Anyway I digress, the egg numbers were down; the girls were eating all the kitchen scraps and layer pellets as usual, the sun was shining and they were all in rude health. So yesterday morning eldest son and myself were sat in the garden enjoying the sun and chatting about all things chickens when one of his chickens – Megan, excitedly announced that an egg had been laid. After a thorough examination of the coop revealed nothing we tailed Megan down to the bottom of the garden, through all the tress and then there was an excited yelp from oldest son. Pass me a bucket Mummy came the slightly alarming request accompanied by lots of mutterings. Son emerged with much shrubbery in his hair and 15 eggs in their many differing colours in a bucket!

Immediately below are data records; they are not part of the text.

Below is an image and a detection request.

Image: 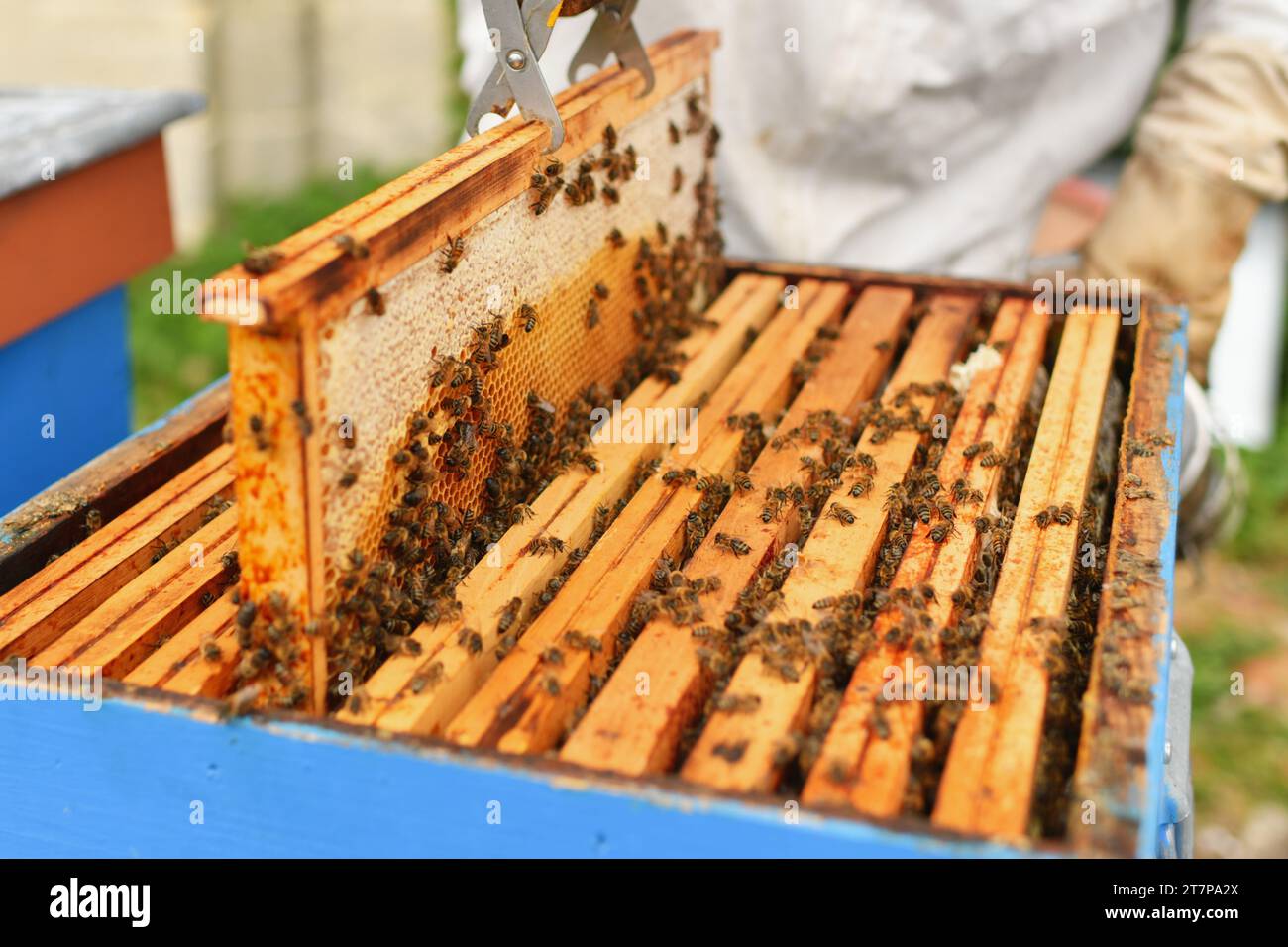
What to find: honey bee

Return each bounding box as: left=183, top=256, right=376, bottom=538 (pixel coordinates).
left=703, top=123, right=720, bottom=159
left=291, top=401, right=313, bottom=437
left=850, top=474, right=872, bottom=498
left=564, top=181, right=587, bottom=207
left=827, top=502, right=854, bottom=526
left=246, top=415, right=271, bottom=451
left=662, top=467, right=698, bottom=485
left=456, top=627, right=483, bottom=655
left=519, top=303, right=537, bottom=333
left=523, top=536, right=568, bottom=556
left=712, top=532, right=751, bottom=556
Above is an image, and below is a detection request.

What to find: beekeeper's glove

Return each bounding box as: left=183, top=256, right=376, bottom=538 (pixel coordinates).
left=1083, top=36, right=1288, bottom=384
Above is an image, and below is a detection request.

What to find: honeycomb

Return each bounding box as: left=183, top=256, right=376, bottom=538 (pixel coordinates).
left=318, top=78, right=709, bottom=600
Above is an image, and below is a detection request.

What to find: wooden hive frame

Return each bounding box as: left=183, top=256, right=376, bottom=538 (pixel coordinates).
left=0, top=34, right=1185, bottom=854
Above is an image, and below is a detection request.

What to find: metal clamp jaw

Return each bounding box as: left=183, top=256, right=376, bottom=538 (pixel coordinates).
left=465, top=0, right=653, bottom=152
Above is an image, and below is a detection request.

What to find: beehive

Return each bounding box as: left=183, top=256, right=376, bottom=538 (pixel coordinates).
left=0, top=34, right=1184, bottom=853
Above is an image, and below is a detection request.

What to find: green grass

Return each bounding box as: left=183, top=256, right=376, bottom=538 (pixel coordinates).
left=128, top=168, right=396, bottom=428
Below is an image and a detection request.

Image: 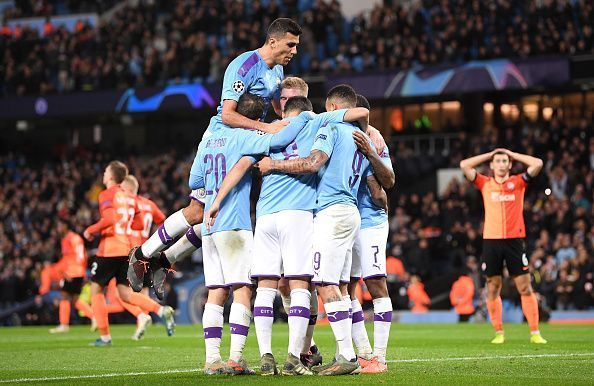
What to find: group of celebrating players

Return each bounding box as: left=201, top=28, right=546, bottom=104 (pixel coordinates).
left=44, top=18, right=546, bottom=375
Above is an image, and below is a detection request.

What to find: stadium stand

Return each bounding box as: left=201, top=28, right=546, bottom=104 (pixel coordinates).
left=0, top=0, right=594, bottom=96
left=0, top=114, right=594, bottom=324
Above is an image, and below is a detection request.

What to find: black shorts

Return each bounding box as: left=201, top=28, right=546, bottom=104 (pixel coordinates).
left=91, top=256, right=128, bottom=287
left=62, top=277, right=83, bottom=295
left=481, top=239, right=529, bottom=277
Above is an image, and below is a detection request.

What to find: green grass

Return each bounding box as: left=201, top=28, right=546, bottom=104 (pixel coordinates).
left=0, top=324, right=594, bottom=385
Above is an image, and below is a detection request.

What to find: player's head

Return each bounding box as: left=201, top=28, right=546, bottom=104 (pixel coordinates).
left=237, top=92, right=265, bottom=120
left=266, top=17, right=302, bottom=66
left=122, top=174, right=138, bottom=196
left=283, top=96, right=313, bottom=118
left=280, top=76, right=309, bottom=111
left=326, top=84, right=357, bottom=111
left=489, top=151, right=512, bottom=177
left=103, top=161, right=128, bottom=187
left=56, top=217, right=72, bottom=235
left=357, top=94, right=371, bottom=110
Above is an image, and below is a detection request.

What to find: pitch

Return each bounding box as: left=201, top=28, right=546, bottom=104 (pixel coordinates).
left=0, top=324, right=594, bottom=385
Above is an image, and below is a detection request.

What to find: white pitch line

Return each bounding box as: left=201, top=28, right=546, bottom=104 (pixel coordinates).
left=386, top=353, right=594, bottom=363
left=0, top=369, right=202, bottom=383
left=0, top=353, right=594, bottom=383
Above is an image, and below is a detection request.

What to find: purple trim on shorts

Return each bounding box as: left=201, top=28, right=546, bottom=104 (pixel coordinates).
left=204, top=327, right=223, bottom=339
left=254, top=307, right=274, bottom=318
left=157, top=224, right=173, bottom=245
left=251, top=274, right=281, bottom=280
left=237, top=52, right=260, bottom=76
left=326, top=311, right=349, bottom=323
left=363, top=273, right=388, bottom=280
left=283, top=273, right=313, bottom=279
left=373, top=311, right=392, bottom=323
left=311, top=281, right=338, bottom=287
left=206, top=284, right=229, bottom=289
left=289, top=306, right=310, bottom=319
left=227, top=282, right=255, bottom=287
left=186, top=227, right=202, bottom=248
left=353, top=311, right=365, bottom=323
left=188, top=194, right=205, bottom=206
left=229, top=323, right=250, bottom=336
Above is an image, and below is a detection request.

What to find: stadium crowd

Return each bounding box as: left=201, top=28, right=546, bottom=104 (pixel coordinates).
left=0, top=114, right=594, bottom=322
left=0, top=0, right=594, bottom=96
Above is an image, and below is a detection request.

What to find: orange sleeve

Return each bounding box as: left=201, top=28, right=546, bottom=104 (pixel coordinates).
left=472, top=172, right=489, bottom=189
left=149, top=200, right=166, bottom=225
left=86, top=208, right=116, bottom=234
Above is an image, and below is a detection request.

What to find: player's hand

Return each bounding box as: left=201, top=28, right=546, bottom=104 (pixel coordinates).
left=265, top=120, right=289, bottom=134
left=367, top=126, right=386, bottom=155
left=83, top=229, right=95, bottom=241
left=353, top=130, right=375, bottom=157
left=204, top=200, right=220, bottom=232
left=254, top=157, right=272, bottom=176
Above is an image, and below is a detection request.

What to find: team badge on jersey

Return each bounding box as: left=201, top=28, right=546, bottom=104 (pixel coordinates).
left=232, top=80, right=245, bottom=94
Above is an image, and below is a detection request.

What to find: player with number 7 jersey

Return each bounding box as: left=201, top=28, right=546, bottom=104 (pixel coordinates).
left=190, top=94, right=312, bottom=374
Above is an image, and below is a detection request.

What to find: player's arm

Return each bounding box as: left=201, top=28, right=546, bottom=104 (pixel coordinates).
left=256, top=150, right=330, bottom=175
left=367, top=175, right=388, bottom=212
left=221, top=99, right=288, bottom=134
left=83, top=198, right=116, bottom=241
left=353, top=130, right=396, bottom=189
left=460, top=149, right=499, bottom=182
left=270, top=111, right=313, bottom=150
left=149, top=201, right=167, bottom=229
left=204, top=157, right=254, bottom=230
left=361, top=125, right=386, bottom=154
left=506, top=150, right=543, bottom=177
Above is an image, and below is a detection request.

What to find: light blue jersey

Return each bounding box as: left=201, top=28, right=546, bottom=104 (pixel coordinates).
left=357, top=146, right=392, bottom=229
left=311, top=123, right=371, bottom=211
left=256, top=109, right=347, bottom=217
left=208, top=50, right=285, bottom=130
left=190, top=125, right=272, bottom=235
left=190, top=112, right=312, bottom=235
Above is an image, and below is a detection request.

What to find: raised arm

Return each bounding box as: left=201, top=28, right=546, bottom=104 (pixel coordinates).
left=204, top=157, right=254, bottom=231
left=353, top=130, right=396, bottom=189
left=367, top=175, right=388, bottom=212
left=256, top=150, right=329, bottom=175
left=506, top=150, right=543, bottom=177
left=221, top=99, right=288, bottom=134
left=460, top=149, right=499, bottom=182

So I seems that Megan may have ‘gone broody’ and given that there were different coloured eggs in the nest in the trees may well have encouraged two or three of her feathered chums to do the same……I shall be having words with them all and will, of course keep you posted as to progress.

Gosh….I have a blog

An introduction would seem polite I would suggest. I am a married, stay at home mum with a husband who irritates me and amuses me in varying degrees and more small children than hands. I am in my late thirties not in the least bit glamorous, have very little interest in clothes viewing them as an alternative to nakedness. I have no idea what is and what isn’t desirable this season and even less desire to find out and have every intention of being buried in my beloved Barbour jacket. In fact my only hint towards being female is an inability to leave the house without my make up on.

I am of the get a grip school of parenting coupled with a hugs as needed, believe in sports day being competitive, am an advocate of fresh air as an aid to life’s troubles, am a stickler for manners and correct spelling and always have a cake of some description nestling on top of the fridge for anyone to help themselves to. We have dogs and far too many chickens that either wander around the garden, appear in the kitchen under one of the children’s jumpers or sunbathe.

I am also slightly too obsessed with Africa for it to be healthy and have vowed to visit every country there before I draw my last breath on a motorbike on my own, once the children are at University, in a career and less in need of clean socks than currently.

So the reason for this blog is three-fold; firstly to awaken my slumbering brain, it is nearly ten years since I was in any form of paid employment and I fear that the world may well have carried on without me and progressed somewhat secondly to have a record to bore the next generation with and finally it’s an interesting alternative to housework which I do sporadically under sufferance.